A responsável pela unidade de Imuno-Hemoterapia e Transfusão sublinha que neste momento é importante fidelizar doadores para impulsionar o aumento de dádivas regulares. Foi face a esta preocupação que, em setembro, a unidade decidiu avançar com uma campanha de sensibilização. A ideia era tirar partido das instalações provisórias da área de colheita, que se encontra no edifício de cirurgia ambulatória desde julho, devido a obras de reabilitação. Os acompanhantes dos pacientes desta ala seriam incentivados a doar sangue durante o período de espera.

Até ao momento, a campanha tem dado frutos, mas os resultados ainda não são ideais. O número de doadores no contexto da espera aumentou, mas segundo o assistente hospitalar Marco Sampaio, “não compensa”. O volume de doações “ainda não chega para o número de dádivas que temos vindo a perder. Se não tivéssemos tido esta campanha, teríamos números muito mais baixos”.

Tubos

O CHUP precisa de um aumento de 10 a 15 por cento no número de dádivas para se tornar autossuficiente. Foto: Margarida Guerreiro

Marika Antunes atribui a culpa, em parte, à pandemia, que “teve um papel desfavorável para promover a vinda de acompanhantes, que só apareciam em situações especiais em que o utente não seria autónomo depois da consulta ou cirurgia”. Acrescenta que, para além de influenciar os possíveis resultados da iniciativa, a Covid-19 também contribuiu para o decréscimo de dádivas no geral, uma vez que “neste contexto de pandemia, as pessoas sentiram algum receio de vir a unidades hospitalares por risco de contágio”.

Perante esta realidade, os dois médicos assumem que é necessário sensibilizar as camadas mais jovens para mudar o panorama atual de escassez das reservas de sangue. “Muitas vezes encontramos grupos de amigos, porque um já é dador e puxa os restantes. Se calhar tem que se começar a apostar neste tipo de movimentos”, ponderou Marco Sampaio. O assistente contou ainda ao JPN que, atualmente, “o que se verifica é que isto é quase uma tradição familiar: os avós davam, os pais dão e os filhos começam a dar. Quem não tem contacto com isto, acaba por não se lembrar”.

Rosa Fonseca, utente de 60 anos, é um destes casos de “tradição familiar” – incentivada pelo marido, foi doar sangue pela primeira vez há doze anos. Desde então, não ficou indiferente a esta missão: “venho sempre dar sangue de quatro em quatro meses, exceto se tiver feito alguma cirurgia ou alguma coisa que me impeça. O meu sangue é O- [negativo], que faz muita falta, então comecei a dar para ajudar”.

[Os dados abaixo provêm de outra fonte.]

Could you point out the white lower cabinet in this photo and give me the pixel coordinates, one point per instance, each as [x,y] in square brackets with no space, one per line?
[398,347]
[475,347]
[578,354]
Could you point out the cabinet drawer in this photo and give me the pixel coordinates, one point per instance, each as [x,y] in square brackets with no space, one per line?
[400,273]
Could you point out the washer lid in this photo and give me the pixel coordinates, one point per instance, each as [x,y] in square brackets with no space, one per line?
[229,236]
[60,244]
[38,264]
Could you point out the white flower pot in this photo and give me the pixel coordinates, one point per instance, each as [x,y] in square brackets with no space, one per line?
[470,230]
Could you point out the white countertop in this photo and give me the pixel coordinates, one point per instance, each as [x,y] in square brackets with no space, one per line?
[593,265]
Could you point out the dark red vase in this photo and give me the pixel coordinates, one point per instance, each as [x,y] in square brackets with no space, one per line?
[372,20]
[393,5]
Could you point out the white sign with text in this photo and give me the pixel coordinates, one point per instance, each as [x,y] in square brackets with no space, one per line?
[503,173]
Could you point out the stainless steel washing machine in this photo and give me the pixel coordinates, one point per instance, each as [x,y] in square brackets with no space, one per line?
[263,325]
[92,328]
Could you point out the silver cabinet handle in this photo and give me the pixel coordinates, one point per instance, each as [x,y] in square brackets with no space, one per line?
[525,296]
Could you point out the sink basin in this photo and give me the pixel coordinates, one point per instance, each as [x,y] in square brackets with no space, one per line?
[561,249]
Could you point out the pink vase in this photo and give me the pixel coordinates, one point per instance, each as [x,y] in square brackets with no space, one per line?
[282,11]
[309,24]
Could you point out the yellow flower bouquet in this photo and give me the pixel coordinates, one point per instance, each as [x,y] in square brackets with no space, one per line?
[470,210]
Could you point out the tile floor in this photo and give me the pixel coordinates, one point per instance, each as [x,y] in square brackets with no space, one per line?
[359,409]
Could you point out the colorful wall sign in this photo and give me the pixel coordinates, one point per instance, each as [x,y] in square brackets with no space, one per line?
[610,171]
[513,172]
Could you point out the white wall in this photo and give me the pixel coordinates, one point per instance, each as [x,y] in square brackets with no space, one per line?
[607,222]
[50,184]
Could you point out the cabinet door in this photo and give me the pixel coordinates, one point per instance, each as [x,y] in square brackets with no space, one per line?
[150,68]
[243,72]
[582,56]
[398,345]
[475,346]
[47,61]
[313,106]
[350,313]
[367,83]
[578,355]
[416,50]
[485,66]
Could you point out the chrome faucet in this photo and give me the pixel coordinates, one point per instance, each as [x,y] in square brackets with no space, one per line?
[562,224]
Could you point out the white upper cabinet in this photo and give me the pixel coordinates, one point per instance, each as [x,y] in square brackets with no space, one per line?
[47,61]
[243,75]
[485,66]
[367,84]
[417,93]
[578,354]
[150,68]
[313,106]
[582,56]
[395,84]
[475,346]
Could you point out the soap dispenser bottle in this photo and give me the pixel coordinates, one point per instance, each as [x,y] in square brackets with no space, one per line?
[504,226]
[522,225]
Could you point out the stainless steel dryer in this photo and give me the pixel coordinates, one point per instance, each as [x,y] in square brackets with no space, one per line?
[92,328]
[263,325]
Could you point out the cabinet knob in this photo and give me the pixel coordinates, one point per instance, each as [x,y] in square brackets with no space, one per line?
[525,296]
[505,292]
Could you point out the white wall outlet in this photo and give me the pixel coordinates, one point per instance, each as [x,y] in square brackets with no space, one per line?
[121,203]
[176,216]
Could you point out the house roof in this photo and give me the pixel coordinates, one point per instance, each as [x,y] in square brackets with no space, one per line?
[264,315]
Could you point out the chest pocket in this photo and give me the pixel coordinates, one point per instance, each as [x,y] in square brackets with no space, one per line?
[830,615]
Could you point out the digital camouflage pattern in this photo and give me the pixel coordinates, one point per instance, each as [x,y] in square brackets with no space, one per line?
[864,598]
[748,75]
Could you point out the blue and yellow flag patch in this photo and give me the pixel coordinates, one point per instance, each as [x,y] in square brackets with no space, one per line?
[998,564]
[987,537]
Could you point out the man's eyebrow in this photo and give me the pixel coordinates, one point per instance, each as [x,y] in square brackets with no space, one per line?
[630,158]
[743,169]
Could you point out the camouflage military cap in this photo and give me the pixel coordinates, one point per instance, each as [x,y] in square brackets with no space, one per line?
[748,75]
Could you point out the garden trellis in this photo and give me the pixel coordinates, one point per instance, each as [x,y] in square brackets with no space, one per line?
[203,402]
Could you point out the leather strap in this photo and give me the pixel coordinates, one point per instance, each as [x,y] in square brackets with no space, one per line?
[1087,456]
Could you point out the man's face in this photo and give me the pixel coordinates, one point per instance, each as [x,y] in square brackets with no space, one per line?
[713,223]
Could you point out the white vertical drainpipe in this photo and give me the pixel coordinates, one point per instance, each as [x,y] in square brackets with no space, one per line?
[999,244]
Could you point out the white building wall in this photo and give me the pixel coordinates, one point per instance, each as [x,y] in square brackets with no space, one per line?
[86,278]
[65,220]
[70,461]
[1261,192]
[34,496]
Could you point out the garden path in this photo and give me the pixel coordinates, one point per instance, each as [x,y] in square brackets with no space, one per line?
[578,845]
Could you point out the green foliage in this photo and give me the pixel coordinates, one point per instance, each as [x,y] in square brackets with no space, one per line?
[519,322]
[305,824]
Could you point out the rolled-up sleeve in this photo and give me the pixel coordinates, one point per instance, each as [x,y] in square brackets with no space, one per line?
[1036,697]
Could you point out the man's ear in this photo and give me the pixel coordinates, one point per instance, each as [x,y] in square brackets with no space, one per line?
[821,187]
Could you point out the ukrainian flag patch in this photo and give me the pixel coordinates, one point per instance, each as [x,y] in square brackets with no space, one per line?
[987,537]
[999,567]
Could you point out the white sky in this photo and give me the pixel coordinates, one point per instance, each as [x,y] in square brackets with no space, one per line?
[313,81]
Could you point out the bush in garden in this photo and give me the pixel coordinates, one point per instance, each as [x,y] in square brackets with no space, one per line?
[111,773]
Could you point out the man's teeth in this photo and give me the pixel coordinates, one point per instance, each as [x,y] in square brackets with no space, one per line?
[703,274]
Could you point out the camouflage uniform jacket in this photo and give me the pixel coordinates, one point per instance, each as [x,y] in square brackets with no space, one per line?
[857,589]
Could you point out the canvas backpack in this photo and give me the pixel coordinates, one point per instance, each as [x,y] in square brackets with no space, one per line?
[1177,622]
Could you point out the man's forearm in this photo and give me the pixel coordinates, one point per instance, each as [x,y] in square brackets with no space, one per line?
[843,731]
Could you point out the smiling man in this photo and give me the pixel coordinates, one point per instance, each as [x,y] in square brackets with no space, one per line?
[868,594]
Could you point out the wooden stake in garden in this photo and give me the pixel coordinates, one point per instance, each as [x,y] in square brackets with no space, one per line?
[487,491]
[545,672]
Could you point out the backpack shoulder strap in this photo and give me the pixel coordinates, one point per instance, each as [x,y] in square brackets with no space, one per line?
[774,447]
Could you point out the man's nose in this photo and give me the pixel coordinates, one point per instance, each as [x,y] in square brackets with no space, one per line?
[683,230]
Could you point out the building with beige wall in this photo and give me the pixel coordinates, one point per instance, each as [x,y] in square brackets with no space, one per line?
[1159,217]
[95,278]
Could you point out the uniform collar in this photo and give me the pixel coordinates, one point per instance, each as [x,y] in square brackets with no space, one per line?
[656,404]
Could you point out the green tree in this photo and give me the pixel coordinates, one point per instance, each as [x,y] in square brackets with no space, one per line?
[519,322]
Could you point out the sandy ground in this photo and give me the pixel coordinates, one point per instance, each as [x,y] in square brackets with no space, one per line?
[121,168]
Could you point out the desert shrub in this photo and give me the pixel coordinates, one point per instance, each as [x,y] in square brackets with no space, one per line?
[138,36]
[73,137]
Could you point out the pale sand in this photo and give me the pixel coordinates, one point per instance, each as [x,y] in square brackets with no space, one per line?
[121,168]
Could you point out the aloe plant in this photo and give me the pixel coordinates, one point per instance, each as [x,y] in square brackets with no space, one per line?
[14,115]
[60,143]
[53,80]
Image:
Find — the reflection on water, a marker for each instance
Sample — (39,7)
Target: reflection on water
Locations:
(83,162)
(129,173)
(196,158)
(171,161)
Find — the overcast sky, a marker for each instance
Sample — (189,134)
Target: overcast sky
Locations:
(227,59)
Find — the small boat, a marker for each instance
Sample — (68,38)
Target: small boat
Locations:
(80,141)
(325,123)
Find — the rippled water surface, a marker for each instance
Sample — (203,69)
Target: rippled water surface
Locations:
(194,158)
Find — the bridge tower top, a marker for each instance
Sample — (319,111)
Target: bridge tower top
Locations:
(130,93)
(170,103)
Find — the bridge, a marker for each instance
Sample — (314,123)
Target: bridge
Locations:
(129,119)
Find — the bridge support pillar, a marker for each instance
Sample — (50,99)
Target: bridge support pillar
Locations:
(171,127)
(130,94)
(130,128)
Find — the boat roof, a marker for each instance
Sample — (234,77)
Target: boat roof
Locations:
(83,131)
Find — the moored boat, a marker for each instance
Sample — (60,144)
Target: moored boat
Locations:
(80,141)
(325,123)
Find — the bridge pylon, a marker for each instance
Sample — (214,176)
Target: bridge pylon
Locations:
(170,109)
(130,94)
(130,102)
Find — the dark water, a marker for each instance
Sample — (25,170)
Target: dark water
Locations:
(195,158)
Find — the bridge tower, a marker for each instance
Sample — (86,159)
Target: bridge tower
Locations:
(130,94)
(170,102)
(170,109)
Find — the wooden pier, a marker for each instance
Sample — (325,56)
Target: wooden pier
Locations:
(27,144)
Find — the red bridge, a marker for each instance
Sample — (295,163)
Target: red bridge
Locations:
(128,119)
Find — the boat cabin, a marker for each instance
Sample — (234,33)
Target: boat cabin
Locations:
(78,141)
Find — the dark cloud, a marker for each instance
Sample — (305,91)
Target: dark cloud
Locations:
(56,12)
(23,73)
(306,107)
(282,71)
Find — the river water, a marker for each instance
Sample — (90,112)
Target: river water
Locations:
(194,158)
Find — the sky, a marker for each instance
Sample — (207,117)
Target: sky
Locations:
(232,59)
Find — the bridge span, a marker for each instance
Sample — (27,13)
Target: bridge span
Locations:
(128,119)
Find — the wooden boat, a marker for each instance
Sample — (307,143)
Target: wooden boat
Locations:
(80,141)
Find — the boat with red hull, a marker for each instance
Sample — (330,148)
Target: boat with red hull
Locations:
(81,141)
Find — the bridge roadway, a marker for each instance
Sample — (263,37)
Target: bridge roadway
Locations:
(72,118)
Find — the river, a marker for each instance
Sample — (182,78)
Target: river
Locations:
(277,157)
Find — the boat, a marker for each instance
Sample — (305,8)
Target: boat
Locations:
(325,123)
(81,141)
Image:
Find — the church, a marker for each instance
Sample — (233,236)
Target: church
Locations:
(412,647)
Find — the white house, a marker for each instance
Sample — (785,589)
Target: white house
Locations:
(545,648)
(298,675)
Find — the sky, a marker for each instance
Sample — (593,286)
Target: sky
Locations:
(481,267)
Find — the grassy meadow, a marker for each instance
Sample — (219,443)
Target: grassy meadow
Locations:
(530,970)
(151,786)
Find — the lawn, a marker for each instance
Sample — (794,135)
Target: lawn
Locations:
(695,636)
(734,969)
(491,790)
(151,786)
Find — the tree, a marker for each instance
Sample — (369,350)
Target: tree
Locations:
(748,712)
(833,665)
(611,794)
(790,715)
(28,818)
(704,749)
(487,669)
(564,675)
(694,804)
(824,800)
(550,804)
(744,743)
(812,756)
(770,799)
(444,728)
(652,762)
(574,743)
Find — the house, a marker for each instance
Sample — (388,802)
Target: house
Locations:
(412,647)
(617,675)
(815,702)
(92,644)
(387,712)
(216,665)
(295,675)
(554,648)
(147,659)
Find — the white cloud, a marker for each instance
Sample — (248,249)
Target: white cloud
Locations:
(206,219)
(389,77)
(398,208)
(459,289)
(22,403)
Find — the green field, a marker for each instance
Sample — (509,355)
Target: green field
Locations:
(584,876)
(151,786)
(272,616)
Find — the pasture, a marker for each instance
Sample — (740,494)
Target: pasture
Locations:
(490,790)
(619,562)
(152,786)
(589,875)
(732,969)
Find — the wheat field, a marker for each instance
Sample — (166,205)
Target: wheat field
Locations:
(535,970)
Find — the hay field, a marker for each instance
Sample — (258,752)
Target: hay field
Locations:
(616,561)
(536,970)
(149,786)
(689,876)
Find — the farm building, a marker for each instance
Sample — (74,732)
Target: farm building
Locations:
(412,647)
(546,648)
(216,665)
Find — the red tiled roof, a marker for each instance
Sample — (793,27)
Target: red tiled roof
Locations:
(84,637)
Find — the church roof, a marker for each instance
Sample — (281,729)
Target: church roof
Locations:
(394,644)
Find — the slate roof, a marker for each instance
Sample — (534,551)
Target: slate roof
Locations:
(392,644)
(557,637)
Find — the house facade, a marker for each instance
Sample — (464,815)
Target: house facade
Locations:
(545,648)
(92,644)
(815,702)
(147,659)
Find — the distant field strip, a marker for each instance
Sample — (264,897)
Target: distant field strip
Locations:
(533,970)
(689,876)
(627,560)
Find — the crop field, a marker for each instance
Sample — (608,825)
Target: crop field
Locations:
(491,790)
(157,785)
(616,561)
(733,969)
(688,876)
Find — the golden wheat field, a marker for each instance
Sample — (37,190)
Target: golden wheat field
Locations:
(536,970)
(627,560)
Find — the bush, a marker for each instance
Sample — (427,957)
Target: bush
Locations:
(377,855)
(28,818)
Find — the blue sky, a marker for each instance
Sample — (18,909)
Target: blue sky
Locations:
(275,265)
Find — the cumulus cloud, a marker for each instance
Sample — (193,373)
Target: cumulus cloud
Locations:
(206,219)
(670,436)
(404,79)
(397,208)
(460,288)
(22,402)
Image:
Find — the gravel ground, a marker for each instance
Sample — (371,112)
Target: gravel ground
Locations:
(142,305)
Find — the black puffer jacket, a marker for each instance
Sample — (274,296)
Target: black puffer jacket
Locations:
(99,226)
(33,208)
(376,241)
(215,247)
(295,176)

Até ao momento, a campanha tem dado frutos, mas os resultados ainda não são ideais, diz a equipa do hospital. Foto: Margarida Guerreiro

As infraestruturas provisórias não permitem um grande aparato no que toca à divulgação da campanha, mas as redes sociais e os media têm sido uma ajuda para passar a palavra. Alice Viana Graça, de 22 anos, estuda na Faculdade de Economia da Universidade do Porto (FEP) e foi doar sangue pela primeira vez porque o apelo às dádivas “está em todo o lado” e, estando saudável, “é o mínimo” que pode fazer por aqueles que precisam de ajuda.

Marika Antunes e Marco Sampaio sublinham a “simplicidade” do processo de recolha de sangue e convidam qualquer pessoa entre os 18 e os 65 anos a inscrever-se para fazer a doação. A unidade de recolha está albergada no 3.º andar do Centro Integrado de Cirurgia Ambulatória, na Rua de Dom Manuel II, e recebe doadores das 8h30 às 18h30 de segunda a sexta-feira e das 8h30 às 12h30 ao sábado. As condições para fazer a dádiva podem ser encontradas na plataforma do hospital, numa área dedicada ao dador.

O apelo feito pelos dois médicos é simples: “venham doar sangue, porque dez minutos podem mudar três vidas”.